Le jeu vidéo, un remède au décrochage scolaire et à l'absentéisme ?
High-tech

UN JEU D'ENFANTS – Avec le lancement il y a près de cinq ans du plan Ecole numérique, la France a mis les pieds dans la modernité scolaire. La technologie s’invite désormais dans les classes et dans les enseignements. Et le jeu vidéo devient aussi un soutien aux apprentissages et un argument pour rattraper certains élèves décrocheurs.

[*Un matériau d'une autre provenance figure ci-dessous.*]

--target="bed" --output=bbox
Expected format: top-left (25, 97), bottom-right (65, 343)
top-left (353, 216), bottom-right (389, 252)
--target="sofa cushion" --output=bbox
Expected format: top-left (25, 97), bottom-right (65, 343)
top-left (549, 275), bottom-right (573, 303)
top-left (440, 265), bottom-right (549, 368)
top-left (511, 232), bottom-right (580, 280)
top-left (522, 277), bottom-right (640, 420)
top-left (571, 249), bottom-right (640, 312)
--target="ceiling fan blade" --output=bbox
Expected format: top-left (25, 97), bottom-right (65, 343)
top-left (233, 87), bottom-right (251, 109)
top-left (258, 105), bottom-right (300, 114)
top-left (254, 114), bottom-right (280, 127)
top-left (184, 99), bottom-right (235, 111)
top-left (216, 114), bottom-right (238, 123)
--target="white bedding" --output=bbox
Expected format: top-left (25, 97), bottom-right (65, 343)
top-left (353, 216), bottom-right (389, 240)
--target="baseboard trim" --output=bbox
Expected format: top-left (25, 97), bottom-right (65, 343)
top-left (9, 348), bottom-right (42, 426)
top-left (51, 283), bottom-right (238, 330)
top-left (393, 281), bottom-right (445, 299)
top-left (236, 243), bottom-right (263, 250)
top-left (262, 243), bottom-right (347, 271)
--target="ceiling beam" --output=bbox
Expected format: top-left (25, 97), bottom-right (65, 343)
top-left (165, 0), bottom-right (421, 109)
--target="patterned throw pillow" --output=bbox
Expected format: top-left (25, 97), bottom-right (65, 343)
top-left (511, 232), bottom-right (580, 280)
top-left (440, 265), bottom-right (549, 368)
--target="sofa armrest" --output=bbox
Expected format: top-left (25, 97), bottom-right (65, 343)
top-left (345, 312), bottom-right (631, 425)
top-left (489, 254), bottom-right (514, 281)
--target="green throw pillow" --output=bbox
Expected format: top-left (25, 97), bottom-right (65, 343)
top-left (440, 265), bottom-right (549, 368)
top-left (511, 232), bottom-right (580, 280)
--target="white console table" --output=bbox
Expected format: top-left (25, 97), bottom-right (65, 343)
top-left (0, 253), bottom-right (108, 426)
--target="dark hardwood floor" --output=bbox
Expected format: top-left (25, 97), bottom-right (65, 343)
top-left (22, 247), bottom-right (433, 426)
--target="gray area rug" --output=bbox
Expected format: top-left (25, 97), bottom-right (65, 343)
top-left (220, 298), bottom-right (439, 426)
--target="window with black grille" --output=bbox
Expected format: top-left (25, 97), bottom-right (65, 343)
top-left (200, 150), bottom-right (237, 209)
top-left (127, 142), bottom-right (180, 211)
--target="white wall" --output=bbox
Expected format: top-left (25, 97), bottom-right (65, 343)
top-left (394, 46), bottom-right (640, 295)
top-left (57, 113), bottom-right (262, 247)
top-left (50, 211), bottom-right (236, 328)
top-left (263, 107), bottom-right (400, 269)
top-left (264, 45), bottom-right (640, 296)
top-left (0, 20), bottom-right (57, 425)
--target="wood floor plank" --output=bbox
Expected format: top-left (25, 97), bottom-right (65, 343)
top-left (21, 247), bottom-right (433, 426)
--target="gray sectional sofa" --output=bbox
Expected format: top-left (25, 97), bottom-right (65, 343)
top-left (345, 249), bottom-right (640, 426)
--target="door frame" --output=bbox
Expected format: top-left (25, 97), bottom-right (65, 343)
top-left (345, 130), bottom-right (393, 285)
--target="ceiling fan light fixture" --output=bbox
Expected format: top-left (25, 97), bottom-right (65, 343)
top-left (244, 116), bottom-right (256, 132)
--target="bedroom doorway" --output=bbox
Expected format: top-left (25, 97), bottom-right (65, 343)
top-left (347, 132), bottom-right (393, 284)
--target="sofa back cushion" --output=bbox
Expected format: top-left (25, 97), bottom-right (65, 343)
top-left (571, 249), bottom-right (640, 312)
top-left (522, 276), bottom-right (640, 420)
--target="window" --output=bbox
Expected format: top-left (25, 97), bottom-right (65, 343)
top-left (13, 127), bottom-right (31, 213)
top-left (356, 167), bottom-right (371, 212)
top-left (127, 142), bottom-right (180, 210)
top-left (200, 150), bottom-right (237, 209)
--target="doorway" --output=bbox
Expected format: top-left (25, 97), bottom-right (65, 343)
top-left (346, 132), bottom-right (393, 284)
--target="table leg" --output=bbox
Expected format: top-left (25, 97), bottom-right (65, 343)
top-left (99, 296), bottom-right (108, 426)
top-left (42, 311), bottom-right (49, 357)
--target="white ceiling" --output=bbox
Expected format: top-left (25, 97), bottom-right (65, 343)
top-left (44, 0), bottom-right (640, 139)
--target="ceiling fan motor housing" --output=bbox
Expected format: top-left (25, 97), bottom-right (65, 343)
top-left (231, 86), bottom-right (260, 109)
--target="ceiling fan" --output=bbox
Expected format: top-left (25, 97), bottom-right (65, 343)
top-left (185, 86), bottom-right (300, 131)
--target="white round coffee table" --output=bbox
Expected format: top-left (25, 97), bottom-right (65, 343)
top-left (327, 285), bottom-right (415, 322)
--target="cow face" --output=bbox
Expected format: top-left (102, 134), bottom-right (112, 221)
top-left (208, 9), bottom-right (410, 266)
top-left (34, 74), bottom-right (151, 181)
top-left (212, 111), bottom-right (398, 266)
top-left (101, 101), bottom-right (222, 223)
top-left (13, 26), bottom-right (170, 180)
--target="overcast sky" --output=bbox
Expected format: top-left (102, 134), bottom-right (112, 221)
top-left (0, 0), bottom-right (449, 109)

Les petits Français ont-ils les mêmes chances dans leur apprentissage ? Ce n’est pas certains à en croire la dernière enquête PISA publiée en début de semaine et qui évalue tous les trois ans les connaissances des élèves. Le lien entre statut socio-économique et performances dans PISA fait réfléchir : entre les élèves issus de milieu favorisé et leurs camarades appartenant à des classes défavorisées, l’écart est nettement supérieur à la moyenne des pays de l’OCDE (107 points contre 89). 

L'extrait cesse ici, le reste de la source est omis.